Family matters

Column: God’s love is made manifest to others through our marraige

Deacon Tony Zimmerman is the lead archdiocesan consultant for the office of marriage and family life.

Deacon Tony Zimmerman is the lead archdiocesan consultant for the office of marriage and family life.

by Deacon Tony Zimmerman

Waiting in an airport to catch a flight is usually boring unless one is headed to a family celebration or an exotic vacation destination.

I was having one of those boring waits recently when a celebration of sorts arrived at the gate.

The celebration I experienced was a celebration of the joy of married life. An elderly couple, Joseph and Sara, arrived with a grandson, daughter and son-in-law to await the next flight to Kansas City.

This couple has been married for 66 years. He was 95 and she was 90 years old. However, they were like newlyweds. He called her his Miss America.

They sat close and held hands and looked with such love at one another that they lit up the whole waiting area. To my delight, they sat behind me on the plane where the talking and teasing continued until landing.

My hug for my wife who picked me up at the airport seemed to linger a little longer and was more joyful. I realize looking back that the love that this couple showed to one another brought alive a sense of how much I have been blessed to be married to my wife and what a great vocation we have in marriage.

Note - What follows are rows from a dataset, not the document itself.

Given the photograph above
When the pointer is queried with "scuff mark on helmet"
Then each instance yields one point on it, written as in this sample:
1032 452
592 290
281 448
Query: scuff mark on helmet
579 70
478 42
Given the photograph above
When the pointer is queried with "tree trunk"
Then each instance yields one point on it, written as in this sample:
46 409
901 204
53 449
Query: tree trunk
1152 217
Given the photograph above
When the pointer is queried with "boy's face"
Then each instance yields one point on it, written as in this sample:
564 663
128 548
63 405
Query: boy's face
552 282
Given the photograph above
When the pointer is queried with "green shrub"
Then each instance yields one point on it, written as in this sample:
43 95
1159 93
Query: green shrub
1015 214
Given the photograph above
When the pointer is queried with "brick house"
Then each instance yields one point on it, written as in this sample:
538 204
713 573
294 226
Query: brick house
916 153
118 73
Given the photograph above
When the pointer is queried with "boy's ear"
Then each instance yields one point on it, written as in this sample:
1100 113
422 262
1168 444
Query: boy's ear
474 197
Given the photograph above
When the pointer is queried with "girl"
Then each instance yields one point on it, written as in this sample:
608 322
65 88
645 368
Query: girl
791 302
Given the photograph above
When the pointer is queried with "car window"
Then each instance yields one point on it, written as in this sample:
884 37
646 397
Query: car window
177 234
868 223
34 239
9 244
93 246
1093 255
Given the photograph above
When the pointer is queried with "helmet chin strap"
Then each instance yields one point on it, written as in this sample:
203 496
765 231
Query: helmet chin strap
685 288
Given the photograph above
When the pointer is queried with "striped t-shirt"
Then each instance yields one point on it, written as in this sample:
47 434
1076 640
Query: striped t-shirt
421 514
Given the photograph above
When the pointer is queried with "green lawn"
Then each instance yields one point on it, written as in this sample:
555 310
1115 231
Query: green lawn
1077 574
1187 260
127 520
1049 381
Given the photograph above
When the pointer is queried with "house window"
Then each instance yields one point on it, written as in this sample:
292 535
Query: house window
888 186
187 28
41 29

Has anyone ever told you that your marriage is important to the church and our world? In the introduction to the rite of marriage is written: “Married Christians, in virtue of the sacrament of matrimony, signify and share in the mystery of that unity and fruitful love which exists between Christ and his church.”

In other words, in tender everyday acts of love like this couple showed
to one another in the airport, God’s loving presence for all of us is made manifest, although imperfectly, to the world. Their 66 years of marriage and their actions toward one another speak of faithful, permanent and total love — the way God loves us. Such love is life-giving as evidenced in their children and grandchildren. It is also evidenced by the way it caused me (and I am sure others) to cherish more deeply the love they experience with their spouse or saw in the lives of their parents.

here is one more reason your marriage is important. As we all have read or heard, many couples now choose to live together for a “trial run” before marriage. Why? The studies all come to the same conclusion: they fear failure; they fear divorce; they are not sure “permanent” love is real. A recent study found young people wondering if a truly happy marriage is possible.

For all of us who are married, we need to ask ourselves what others see and experience about marriage when they look at us. If you’re not sure, do something for your marriage today.